Clinical Trial Finder

Inclusion Criteria:

• - Males and females age ≥ 18 years Enrollment of patients ≥ 70 years of age may be allowed at principal investigator discretion.

• - Eastern Cooperative Oncology Group (ECOG) performance status 0 - 1.

• - At least one measurable target lesion, as defined by Response Evaluation Criteria in Solid Tumors (RECIST) version (v) 1.1.

• - Lesions in previously irradiated areas (or other local therapy) should not be selected as target lesions, unless treatment was ≥ 3 months prior to Screening, and there has been demonstrated disease progression in that lesion.

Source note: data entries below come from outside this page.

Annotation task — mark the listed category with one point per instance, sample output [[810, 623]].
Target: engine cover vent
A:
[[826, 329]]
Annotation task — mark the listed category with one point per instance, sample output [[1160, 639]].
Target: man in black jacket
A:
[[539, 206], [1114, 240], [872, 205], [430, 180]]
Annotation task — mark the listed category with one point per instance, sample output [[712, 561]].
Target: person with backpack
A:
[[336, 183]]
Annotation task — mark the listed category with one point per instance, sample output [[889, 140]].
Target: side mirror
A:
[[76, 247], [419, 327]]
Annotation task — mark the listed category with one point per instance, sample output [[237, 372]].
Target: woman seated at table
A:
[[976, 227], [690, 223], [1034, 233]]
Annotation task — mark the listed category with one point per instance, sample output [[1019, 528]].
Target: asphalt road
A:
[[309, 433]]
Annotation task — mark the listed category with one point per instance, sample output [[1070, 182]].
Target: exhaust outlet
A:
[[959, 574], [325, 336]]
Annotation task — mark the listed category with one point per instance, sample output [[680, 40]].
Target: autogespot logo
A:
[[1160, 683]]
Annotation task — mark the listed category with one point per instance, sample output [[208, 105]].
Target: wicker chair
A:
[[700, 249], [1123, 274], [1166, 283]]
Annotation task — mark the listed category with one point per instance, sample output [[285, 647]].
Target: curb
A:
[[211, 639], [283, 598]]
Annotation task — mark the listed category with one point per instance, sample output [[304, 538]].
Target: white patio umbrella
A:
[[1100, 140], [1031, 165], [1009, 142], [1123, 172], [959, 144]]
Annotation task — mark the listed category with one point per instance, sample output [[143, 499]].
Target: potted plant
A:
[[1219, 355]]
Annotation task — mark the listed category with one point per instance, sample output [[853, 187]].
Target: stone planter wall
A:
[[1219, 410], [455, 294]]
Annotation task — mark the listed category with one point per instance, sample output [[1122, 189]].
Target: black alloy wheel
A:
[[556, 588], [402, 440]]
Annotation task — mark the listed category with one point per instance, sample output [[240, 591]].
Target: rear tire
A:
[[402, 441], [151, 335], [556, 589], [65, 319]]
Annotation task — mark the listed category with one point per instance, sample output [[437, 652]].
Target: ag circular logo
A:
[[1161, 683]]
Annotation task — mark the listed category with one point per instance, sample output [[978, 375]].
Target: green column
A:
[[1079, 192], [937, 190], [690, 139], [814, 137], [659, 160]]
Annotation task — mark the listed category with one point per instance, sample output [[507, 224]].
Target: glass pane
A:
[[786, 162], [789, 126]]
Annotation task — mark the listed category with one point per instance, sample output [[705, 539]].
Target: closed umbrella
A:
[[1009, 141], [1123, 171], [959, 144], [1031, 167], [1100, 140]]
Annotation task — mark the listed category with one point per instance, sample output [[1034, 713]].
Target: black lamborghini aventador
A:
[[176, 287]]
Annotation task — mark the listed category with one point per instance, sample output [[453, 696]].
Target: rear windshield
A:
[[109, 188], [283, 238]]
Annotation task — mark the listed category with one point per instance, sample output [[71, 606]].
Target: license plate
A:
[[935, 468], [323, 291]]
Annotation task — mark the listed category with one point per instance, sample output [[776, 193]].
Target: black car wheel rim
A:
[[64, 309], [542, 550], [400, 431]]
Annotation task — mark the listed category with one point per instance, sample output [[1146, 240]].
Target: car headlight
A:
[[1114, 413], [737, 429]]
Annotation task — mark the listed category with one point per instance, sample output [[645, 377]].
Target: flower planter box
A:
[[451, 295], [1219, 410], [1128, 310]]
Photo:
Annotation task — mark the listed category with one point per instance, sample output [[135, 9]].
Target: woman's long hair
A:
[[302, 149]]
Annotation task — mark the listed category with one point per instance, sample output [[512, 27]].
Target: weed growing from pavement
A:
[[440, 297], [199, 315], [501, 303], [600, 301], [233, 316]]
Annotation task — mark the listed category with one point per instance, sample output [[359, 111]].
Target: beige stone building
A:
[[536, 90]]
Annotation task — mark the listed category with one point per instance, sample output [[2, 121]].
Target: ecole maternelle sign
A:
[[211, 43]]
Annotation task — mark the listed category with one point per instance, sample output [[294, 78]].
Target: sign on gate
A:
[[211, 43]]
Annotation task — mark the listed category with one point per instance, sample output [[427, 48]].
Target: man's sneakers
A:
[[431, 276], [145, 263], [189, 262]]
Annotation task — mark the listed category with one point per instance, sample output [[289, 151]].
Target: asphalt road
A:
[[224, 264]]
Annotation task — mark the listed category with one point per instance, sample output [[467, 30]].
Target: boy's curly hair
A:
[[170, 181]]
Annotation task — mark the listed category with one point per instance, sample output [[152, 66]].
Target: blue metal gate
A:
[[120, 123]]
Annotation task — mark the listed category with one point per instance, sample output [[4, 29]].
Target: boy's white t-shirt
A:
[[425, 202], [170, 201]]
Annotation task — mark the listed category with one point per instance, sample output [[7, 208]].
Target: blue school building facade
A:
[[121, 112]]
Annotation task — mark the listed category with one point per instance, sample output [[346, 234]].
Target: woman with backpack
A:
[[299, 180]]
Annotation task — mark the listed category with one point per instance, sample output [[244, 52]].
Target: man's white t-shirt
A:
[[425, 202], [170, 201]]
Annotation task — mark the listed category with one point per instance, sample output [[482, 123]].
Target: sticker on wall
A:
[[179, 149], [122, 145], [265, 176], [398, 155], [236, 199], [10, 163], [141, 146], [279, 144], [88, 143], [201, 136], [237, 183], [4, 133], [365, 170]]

• - Women of childbearing potential must have a negative serum pregnancy test 48 hours prior to initiating treatment.

• - Patients with unresectable or metastatic melanoma (stage IIIc or stage IV) - Patients must have progressed following 1-3 prior systemic therapy including a programmed cell death protein-1 (PD-1) blocking antibody; and if proto-oncogene B-Raf (BRAF) V600 mutation positive, a BRAF inhibitor or BRAF inhibitor in combination mitogen-activated extracellular signal-regulated kinase (MEK) inhibitor.

• - At least one resectable lesion (or aggregate of lesions resected) of a minimum 1.5 cm in diameter post-resection to generate TIL; surgical removal with minimal morbidity (defined as any procedure for which expected hospitalization is ≤ 3 days) - Adequate hematologic and organ function.

• - Patients must have recovered from all prior therapy-related adverse events (AEs) to ≤ grade 1 (per Common Terminology Criteria for Adverse Events [CTCAE] version [v] 5.0), except for alopecia or vitiligo, prior to enrollment (tumor resection) - Patients with documented ≥ grade 2 diarrhea or colitis because of previous treatment with immune checkpoint inhibitor(s) must have been asymptomatic for at least 6 months and/or had a normal colonoscopy post-immune checkpoint inhibitor treatment, by visual assessment, prior to tumor resection.

• - Patients with immunotherapy-related endocrinopathies stable for at least 6 weeks (eg, hypothyroidism), and controlled with hormonal replacement (non-corticosteroids), are allowed.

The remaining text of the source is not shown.